Federconsumatori Brescia informa che il 15.1.2019 il Tribunale di Milano ha pubblicato la sentenza n. 43/2019 con la quale ha dichiarato il fallimento in proprio della società Intermarket Diamond Business S.p.A. -meglio conosciuta come I.D.B. S.p.A.- con sede legale in Milano, piazza della Repubblica, 32.

“La nota società – si legge in un comunicato stampa – è rimasta coinvolta nella vendita dei diamanti da investimento attraverso il canale bancario; tra gli istituti di credito coinvolti vi sono il Banco BPM S.p.A., Intesa San Paolo S.p.A., Monte dei Paschi di Siena S.p.A. e Unicredit S.p.A. con i quali l’associazione ha intavolato molteplici trattative per il riconoscimento, in favore dei propri associati, dei danni dalla vendita delle predette pietre. A coloro i quali si sono rivolti a Federconsumatori – continua la nota – era già stato chiarito di richiedere in restituzione le pietre. Pietre che, in molti casi, non sono state ancora riconsegnate”.

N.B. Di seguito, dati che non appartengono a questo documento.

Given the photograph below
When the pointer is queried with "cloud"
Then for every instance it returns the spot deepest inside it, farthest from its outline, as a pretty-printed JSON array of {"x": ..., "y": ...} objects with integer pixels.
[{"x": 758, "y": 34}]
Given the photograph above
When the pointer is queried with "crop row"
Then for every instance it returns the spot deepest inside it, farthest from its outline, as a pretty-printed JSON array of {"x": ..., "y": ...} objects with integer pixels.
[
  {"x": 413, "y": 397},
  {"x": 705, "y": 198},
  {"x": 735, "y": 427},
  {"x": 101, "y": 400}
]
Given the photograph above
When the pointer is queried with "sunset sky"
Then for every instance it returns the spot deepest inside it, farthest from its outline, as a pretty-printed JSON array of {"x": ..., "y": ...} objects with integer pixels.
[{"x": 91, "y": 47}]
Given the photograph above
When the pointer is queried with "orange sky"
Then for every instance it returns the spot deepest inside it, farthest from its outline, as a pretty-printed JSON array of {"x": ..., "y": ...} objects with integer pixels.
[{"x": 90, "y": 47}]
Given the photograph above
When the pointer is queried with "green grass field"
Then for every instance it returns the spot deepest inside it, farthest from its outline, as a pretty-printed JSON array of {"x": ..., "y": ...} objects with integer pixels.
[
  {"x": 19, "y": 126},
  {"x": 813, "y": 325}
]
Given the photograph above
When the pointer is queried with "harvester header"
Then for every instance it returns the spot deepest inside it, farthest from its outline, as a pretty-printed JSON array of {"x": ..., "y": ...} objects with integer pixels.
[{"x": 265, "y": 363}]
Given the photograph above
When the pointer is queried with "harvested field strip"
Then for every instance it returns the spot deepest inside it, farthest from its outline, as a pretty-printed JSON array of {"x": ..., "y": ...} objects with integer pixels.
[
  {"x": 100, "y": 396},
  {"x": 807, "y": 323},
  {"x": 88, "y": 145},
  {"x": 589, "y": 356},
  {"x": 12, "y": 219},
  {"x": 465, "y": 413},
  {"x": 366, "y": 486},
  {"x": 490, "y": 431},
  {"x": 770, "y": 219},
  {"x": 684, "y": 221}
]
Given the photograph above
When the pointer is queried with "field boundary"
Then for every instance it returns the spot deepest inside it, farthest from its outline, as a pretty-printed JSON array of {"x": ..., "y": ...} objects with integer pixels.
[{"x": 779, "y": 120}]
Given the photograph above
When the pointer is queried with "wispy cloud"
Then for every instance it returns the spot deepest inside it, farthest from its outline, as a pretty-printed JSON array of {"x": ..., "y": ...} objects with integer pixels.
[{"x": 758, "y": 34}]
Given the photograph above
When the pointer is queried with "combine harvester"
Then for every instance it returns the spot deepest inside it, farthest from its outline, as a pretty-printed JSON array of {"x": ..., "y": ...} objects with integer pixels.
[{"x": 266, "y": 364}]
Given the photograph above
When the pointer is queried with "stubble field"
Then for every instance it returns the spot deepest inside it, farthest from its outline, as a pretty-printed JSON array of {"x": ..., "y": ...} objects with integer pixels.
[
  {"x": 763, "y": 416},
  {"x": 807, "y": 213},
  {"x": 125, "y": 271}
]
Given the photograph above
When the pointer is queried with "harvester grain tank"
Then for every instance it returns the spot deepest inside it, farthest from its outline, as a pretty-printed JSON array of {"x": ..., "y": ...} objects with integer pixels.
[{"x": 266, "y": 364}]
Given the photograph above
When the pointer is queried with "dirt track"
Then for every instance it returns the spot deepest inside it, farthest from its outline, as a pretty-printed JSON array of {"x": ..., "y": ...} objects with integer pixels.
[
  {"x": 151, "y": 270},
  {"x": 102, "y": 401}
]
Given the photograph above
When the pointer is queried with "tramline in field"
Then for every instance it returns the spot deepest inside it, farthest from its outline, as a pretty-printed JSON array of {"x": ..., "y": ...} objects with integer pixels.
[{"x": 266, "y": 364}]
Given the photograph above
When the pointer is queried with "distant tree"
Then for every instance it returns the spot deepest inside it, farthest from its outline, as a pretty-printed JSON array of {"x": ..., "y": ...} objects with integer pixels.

“A chi ad oggi non ha la disponibilità dei propri diamanti perché custoditi presso i caveaux della fallita IDB – spiega ancora l’associazione che tutela i diritti dei cittadini – suggeriamo di prendere contatti con Federconsumatori, nel minor tempo possibile, al fine di fissare un appuntamento presso la nostra sede per redigere apposita istanza da depositarsi a mezzo di posta elettronica certificata entro il termine perentorio di giorni trenta dalla data dell’adunanza e, pertanto, entro e non oltre l’8.3.2019 con avvertimento che, le domande depositate oltre il predetto termine, saranno considerate tardive”.